Increasingly, hiking is used to describe short walks as well as long ones. Basically, it sounds sexier.
Added to this are other cultural differences, such as in interpretation of the terms in the UK and US. A blog on the US active vacations website Pure Adventures sets out these differences quite well: ‘In North America, we tend to use “walk” in the same way we’d use “stroll” – a relatively easy excursion, usually along paved roads. We reserve the term “hike” for a more challenging trek through rugged terrain. The UK and the Republic of Ireland, however, use “walk” to describe any trip on foot, whether it’s to the corner shop or up the mountainside.
But in the end, does any of this really matter?
If anyone wants to use hiking rather than walking because they think it sounds sexier, even though they’ve only walked along a flat path for 500m to a viewpoint, so what? It doesn’t hurt anyone.
It’s only questionable if they use the term to deceive – i.e. to give the impression they walk/hike longer trails for financial gain like sponsorship, advertising, free equipment and clothing, or complimentary trips etc.

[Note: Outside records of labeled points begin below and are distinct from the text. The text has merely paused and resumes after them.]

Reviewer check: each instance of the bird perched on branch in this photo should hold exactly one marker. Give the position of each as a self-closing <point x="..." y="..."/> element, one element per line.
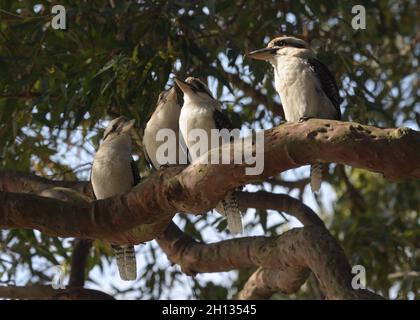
<point x="201" y="111"/>
<point x="305" y="85"/>
<point x="165" y="116"/>
<point x="115" y="172"/>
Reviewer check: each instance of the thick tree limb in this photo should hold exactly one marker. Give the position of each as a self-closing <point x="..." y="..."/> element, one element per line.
<point x="44" y="292"/>
<point x="197" y="188"/>
<point x="263" y="283"/>
<point x="20" y="182"/>
<point x="293" y="253"/>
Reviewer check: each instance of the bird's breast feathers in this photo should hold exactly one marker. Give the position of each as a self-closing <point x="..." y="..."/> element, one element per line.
<point x="300" y="90"/>
<point x="196" y="117"/>
<point x="111" y="173"/>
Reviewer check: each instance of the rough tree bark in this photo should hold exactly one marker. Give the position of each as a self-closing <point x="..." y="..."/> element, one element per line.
<point x="197" y="188"/>
<point x="288" y="258"/>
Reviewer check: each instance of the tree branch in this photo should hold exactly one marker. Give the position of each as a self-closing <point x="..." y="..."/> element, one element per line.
<point x="292" y="254"/>
<point x="263" y="283"/>
<point x="199" y="187"/>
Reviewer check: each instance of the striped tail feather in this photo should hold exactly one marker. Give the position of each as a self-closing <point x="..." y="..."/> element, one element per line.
<point x="126" y="262"/>
<point x="316" y="176"/>
<point x="229" y="208"/>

But there can be reasons where using walking or hiking does matter, and that’s when you are involved in the hiking/walking business and are aiming at specific markets.
In online search terms, the phrase ‘walking holiday’ outperforms ‘hiking holiday’ by ten to one in the UK. In the US it’s different, but even there, ‘walking holiday’ is used around three times more than ‘hiking holiday.’
Change the search term to ‘best places for walking’ and ‘best places for hiking,’ and it’s a different story. In the US, ‘hiking’ outperforms ‘walking’ in this instance. In the UK, ‘walking’ still comes tops, but the gap is closer, non-existent at times.
Based on other evidence around travel patterns, that suggests demographic differences – older walkers/hikers who use ‘walking’ looking for pre-packaged holidays; younger ones, who favour the use of ‘hiking,’ looking for more independent travel.
Ultimately, unless for business reasons, use whatever term you want to describe what you do when you put one foot in front of another in nature’s playground and don’t sweat it.
That would be literally don’t sweat it if your hikes tend to be only couple of kilometres on a defined flat path.